New Trade Group to Help California Wines Cross the Pacific
West Coast wines have a robust reputation in most corners of the globe, but one market they haven’t successfully penetrated is Asia. The new California Wine Association is stepping in to help the state’s wineries go truly global.
Napa Valley has a well-documented history of producing award-winning vintages of Merlot, Cabernet Sauvignon, Sauvignon Blanc, and a variety of other fine wines. California wines most notably caught the French by surprise nearly four decades ago when they took top honors in a blind-tasting event that has come to be known as the Judgment of Paris.
Despite the success of California wines at home and abroad, one market remains difficult to conquer: Asia.

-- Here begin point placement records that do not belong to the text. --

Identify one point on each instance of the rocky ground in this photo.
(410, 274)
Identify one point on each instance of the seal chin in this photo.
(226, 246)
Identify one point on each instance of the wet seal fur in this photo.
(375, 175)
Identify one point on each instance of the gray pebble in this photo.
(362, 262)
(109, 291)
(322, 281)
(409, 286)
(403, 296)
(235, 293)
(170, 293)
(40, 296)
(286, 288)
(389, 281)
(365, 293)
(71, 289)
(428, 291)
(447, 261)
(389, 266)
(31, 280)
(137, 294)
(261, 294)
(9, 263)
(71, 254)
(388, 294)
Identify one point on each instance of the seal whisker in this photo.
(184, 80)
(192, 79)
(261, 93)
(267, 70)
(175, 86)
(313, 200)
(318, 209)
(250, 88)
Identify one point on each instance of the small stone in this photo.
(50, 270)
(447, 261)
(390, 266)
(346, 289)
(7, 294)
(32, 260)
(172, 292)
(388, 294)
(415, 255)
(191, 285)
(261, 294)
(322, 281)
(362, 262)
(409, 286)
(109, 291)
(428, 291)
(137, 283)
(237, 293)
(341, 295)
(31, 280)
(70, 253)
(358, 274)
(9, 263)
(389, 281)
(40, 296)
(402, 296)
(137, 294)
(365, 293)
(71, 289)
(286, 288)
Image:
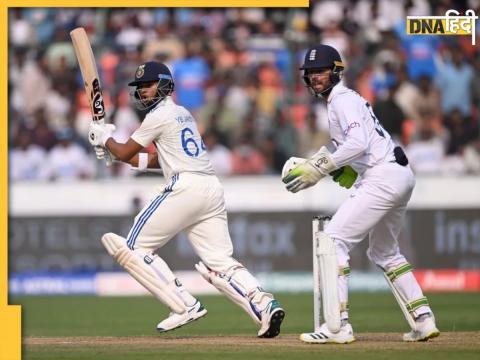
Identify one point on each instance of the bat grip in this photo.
(108, 159)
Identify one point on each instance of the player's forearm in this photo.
(123, 152)
(348, 152)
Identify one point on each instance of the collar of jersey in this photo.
(167, 100)
(336, 89)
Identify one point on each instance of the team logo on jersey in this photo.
(140, 71)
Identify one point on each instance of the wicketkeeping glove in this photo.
(345, 176)
(310, 172)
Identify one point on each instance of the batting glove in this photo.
(345, 176)
(98, 134)
(310, 172)
(290, 164)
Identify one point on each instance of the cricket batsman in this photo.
(361, 154)
(192, 201)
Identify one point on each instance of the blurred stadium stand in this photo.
(254, 113)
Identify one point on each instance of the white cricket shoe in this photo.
(325, 336)
(176, 320)
(272, 317)
(425, 329)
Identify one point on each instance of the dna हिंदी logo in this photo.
(453, 23)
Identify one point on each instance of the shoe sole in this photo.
(325, 341)
(202, 314)
(275, 322)
(432, 335)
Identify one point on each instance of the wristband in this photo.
(142, 161)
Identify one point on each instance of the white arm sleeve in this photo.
(150, 129)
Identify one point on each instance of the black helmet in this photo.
(322, 57)
(148, 72)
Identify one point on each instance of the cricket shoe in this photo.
(176, 320)
(325, 336)
(425, 329)
(272, 317)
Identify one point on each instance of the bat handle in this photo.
(108, 158)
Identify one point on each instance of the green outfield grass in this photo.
(127, 327)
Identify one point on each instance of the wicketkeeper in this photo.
(361, 154)
(192, 201)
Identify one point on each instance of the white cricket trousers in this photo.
(193, 203)
(377, 208)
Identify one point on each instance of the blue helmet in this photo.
(148, 72)
(322, 57)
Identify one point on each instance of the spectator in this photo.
(191, 76)
(427, 101)
(247, 159)
(427, 149)
(454, 79)
(390, 114)
(219, 155)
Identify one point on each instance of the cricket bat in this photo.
(91, 80)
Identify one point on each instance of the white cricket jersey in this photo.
(359, 138)
(174, 132)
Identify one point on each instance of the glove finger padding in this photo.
(99, 152)
(345, 176)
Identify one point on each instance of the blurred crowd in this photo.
(236, 70)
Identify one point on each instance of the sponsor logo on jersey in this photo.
(140, 71)
(148, 260)
(350, 127)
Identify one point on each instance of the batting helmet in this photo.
(322, 57)
(148, 72)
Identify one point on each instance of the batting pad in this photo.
(141, 271)
(328, 271)
(231, 288)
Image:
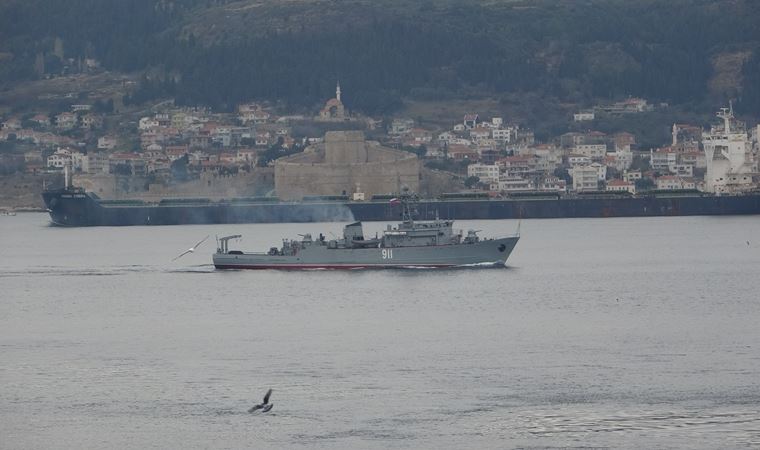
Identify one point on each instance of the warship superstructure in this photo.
(427, 244)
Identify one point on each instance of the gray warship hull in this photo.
(486, 252)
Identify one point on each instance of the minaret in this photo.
(675, 135)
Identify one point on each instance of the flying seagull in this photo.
(190, 250)
(264, 406)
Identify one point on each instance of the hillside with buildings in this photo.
(222, 98)
(223, 52)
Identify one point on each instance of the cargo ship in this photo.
(72, 206)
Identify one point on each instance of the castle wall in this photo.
(345, 147)
(348, 161)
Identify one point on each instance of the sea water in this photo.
(623, 333)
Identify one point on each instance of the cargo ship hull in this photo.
(72, 208)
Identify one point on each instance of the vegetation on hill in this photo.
(219, 53)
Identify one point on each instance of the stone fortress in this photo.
(345, 164)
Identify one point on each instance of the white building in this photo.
(106, 143)
(578, 160)
(503, 135)
(662, 160)
(585, 178)
(147, 123)
(593, 151)
(60, 158)
(582, 116)
(511, 183)
(488, 173)
(621, 186)
(632, 176)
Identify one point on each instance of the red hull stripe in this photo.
(330, 266)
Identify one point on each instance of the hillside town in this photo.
(485, 154)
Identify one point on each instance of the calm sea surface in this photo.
(623, 333)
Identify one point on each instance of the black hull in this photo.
(79, 209)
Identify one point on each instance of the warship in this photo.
(410, 244)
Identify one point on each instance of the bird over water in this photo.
(264, 406)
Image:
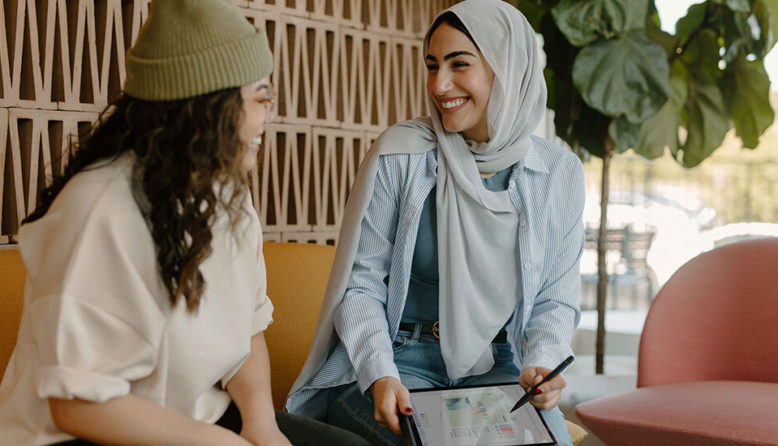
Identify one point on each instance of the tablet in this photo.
(474, 415)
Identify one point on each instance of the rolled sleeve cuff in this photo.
(263, 317)
(549, 359)
(373, 370)
(69, 383)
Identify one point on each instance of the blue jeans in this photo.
(421, 366)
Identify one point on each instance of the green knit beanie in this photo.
(192, 47)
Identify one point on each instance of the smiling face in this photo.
(459, 81)
(257, 101)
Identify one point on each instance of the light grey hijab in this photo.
(478, 274)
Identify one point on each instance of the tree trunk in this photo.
(602, 249)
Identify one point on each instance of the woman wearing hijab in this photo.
(145, 298)
(458, 256)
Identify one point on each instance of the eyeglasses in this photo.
(269, 104)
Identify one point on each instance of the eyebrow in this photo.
(450, 55)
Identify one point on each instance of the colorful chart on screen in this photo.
(476, 416)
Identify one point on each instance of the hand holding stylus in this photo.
(543, 386)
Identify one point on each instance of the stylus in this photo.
(531, 392)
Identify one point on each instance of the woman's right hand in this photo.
(389, 396)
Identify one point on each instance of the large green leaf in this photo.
(623, 76)
(623, 133)
(660, 131)
(583, 22)
(664, 39)
(706, 118)
(746, 89)
(702, 55)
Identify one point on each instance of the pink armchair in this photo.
(708, 360)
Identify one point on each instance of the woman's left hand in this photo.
(549, 393)
(270, 435)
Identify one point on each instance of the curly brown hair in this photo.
(183, 148)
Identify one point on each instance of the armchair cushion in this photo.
(697, 413)
(12, 276)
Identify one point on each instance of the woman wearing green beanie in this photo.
(145, 298)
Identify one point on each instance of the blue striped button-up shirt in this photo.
(547, 189)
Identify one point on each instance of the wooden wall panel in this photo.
(345, 70)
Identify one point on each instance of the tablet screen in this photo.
(476, 416)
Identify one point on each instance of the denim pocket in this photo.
(502, 353)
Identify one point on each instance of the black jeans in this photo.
(300, 431)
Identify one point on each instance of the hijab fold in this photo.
(479, 272)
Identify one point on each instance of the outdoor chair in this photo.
(708, 358)
(297, 276)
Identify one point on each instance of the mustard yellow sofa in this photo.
(297, 276)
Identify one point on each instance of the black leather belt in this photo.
(434, 330)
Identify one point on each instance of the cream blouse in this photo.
(97, 320)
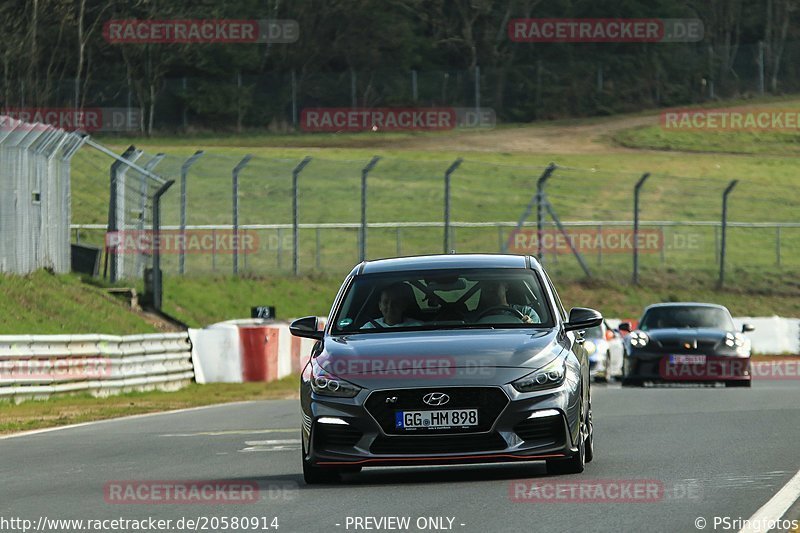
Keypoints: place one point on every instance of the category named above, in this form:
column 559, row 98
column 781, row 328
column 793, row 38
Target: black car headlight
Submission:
column 734, row 340
column 547, row 377
column 639, row 339
column 326, row 384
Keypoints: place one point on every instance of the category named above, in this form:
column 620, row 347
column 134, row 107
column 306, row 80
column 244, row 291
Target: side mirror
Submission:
column 582, row 318
column 306, row 327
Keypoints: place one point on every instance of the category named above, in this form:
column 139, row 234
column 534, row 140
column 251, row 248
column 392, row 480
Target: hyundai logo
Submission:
column 436, row 398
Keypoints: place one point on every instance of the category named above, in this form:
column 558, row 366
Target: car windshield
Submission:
column 443, row 299
column 686, row 317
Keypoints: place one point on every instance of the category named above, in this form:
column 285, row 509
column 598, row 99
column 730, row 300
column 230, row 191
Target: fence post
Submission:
column 157, row 280
column 294, row 100
column 184, row 173
column 540, row 206
column 452, row 168
column 150, row 165
column 130, row 154
column 317, row 257
column 636, row 190
column 723, row 250
column 477, row 90
column 295, row 237
column 235, row 175
column 363, row 233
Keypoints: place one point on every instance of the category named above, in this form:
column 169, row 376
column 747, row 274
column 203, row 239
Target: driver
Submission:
column 495, row 294
column 394, row 303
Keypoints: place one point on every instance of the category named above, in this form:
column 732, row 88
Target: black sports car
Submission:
column 686, row 342
column 446, row 359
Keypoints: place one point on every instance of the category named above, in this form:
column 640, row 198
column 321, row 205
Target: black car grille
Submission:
column 679, row 345
column 489, row 401
column 329, row 435
column 542, row 431
column 435, row 444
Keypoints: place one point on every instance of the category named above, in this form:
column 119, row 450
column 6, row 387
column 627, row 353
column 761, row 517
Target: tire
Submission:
column 589, row 442
column 574, row 465
column 577, row 463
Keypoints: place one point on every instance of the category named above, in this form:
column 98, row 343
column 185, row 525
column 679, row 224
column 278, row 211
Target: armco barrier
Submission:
column 247, row 350
column 38, row 366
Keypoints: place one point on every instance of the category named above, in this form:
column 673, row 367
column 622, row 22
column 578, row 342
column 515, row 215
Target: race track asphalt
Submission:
column 703, row 453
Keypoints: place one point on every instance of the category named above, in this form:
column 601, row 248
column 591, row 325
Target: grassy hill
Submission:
column 600, row 160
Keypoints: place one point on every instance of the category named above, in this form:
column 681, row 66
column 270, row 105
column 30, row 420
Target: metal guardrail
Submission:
column 506, row 224
column 39, row 366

The California Wine Association, a new Hong Kong-based trade organization, plans to change that.
“I’ve sold a ton of wine all throughout the U.S. for a long time, and I’m used to all sorts of rejoinders on why people don’t want to put California wines in their stores,” said Alexis Bell, cofounder and executive director of CWA. “Some say they don’t have a spot on the list or it’s too expensive, but it was never that California wines are not good, they’re not premium wines, or they’re not specialty wines. That’s what people in Asia were saying—and these are people who are going for their Master of Wine [certification] and who own large distributors. I was just blown away.”
CWA plans to focus on helping premium California wineries get their product overseas and show the Asian market what they’ve been missing.
“While Asia is already the biggest market for wine, the appreciation and appetite for great wines from around the world is still in its early stages and is rapidly developing and growing,” Charles Lam, a member of CWA’s board of advisors, said in a statement.
To get the job done, CWA will do more than market the wines, Bell said. The organization will help members get set up to do business in Asia, providing advice on legal and accounting matters and helping them set up basic office space. “I think if we can get people those tools ahead of time, they can take advantage of our boots on the ground and grow a lot more easily and without all of those roadblocks that can be really expensive,” she said.
Bell said one of the biggest keys to success for getting the organization off the ground was keeping an open mind—an approach she recommends for any organization looking to expand across the Pacific.
“There’s a large cultural difference, so you can’t take what you know to be common sense in the U.S. and try to apply it to business practices in Asia,” she said. “But be open-minded and know that it works both ways. Work through those differences and stay focused on the fact that there’s a lot of opportunity in the global market.”